Alternatives considered

  1. Surface C (Foundry-hosted Claude) — would have reused AnthropicChatClient's SSE parser almost as-is (auth header swap only). Rejected because the team's Azure resource is in France Central where Foundry Claude isn't available; provisioning a separate resource in EUS2 or Sweden Central was out of scope for v1.

  2. Surface B (Foundry Agent Service) — server-stateful threads + runs. Rejected because the model would push state of record into Microsoft's tenant, conflicting with Loom's domain ownership of Run and forcing a sync layer for StreamEventsAsync resume semantics. Defer until a workflow specifically demands hosted MCP fan-out or Foundry-native memory.

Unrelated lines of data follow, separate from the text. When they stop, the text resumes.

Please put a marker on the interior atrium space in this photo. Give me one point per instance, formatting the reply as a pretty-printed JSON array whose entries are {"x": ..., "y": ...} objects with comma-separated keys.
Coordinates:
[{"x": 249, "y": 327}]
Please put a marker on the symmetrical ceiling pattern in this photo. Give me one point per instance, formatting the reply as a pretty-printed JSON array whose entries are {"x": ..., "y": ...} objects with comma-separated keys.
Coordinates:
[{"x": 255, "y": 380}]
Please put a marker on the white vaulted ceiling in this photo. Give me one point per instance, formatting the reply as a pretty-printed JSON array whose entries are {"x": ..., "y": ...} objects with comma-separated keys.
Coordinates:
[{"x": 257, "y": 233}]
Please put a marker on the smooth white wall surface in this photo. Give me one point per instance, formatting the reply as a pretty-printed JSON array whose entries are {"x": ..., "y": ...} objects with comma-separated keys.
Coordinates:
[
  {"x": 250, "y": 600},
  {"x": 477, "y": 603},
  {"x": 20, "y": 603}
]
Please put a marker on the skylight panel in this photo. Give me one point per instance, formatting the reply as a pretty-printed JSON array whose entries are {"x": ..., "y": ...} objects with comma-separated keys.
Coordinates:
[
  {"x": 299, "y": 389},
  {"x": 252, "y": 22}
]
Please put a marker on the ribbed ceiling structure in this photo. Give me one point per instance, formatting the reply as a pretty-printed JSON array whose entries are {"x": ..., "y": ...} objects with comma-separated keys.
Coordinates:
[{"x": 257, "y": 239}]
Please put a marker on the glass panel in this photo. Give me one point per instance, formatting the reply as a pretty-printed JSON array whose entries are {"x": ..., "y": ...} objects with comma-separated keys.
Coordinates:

  3. Wrap Azure.AI.OpenAI SDK — rejected for the same reasons ADR-0005 rejected Anthropic.SDK: the Phase-1 surface we use is small, the SDK adds transitive dependencies and an object model that we'd translate anyway, and the seam (IFoundryChatClient) keeps a future SDK swap a one-class change.

  4. Replace Loom.Agents.Anthropic outright — rejected. The multi-engine router exists for exactly this scenario; deleting a working runtime to satisfy a literal reading of "instead of" loses optionality the team built deliberately. If after a settling period nothing pins anthropic.com directly, the Anthropic project can be deleted in a single follow-up PR.

  5. DefaultAzureCredential / Managed Identity for v1 — deferred. The team's preferred posture is API-key always (per current guidance), so the runtime accepts only API-key auth. Adding an Entra branch later is a one-class change in FoundryChatClient.

Consequences

Easier

  • Adding more Foundry deployments (a sibling resource for a different model) is a new options binding, not a new project.
  • Per-deployment cost reporting works out of the box because Cost.Deployment is populated from configuration.
  • The kickoff and enrichment paths now exercise the multi-engine router for the first time — validates ADR-0002's "fully reversible" claim.

Harder

  • The OpenAI Chat Completions wire format differs from Anthropic's: there is no event: line, the terminator is data: [DONE], content lives at choices[0].delta.content, finish reasons are stop / length / etc. The SSE parser in FoundryChatClient is therefore distinct code from AnthropicChatClient; this is intentional but means SSE bugs need to be fixed in two places.
  • Pricing for GPT-5.4 in FoundryCostCalculator is a placeholder pending confirmed Foundry list price for the team's deployment. Until that lands, cost telemetry on Foundry runs is approximate.
  • Existing seeded Workflow rows in production databases still pin EngineName.Anthropic. New seeds use EngineName.Foundry; running databases need re-bootstrap or workflow-version bump to pick up the switch. This is captured as an operational follow-up, not a code change.

New commitments

  • The default EnginePref on new workflow templates is Foundry.
  • Cost-pricing entries in FoundryCostCalculator.Models are kept current as Microsoft publishes Foundry list prices for new deployments.
  • If a workflow ever needs a non-Claude and non-OpenAI Foundry catalogue model (e.g. Llama, Mistral, Phi), it routes through the same Surface A endpoint via a different deployment — no new runtime needed.

Reversibility

Reversible at low cost. To swap back to Anthropic-only:

  1. Change EnginePref on the kickoff and enrichment factories back to EngineName.Anthropic.
  2. Remove the AddFoundryAgentRuntime registration in Loom.Web/Program.cs.
  3. Optionally delete Loom.Agents.Foundry and its test project.

To swap to Surface B or C, implement a new IFoundryChatClient (or a peer runtime in a sibling Loom.Agents.Foundry.Claude project) and register it under a new EngineName value — the router accommodates many engines.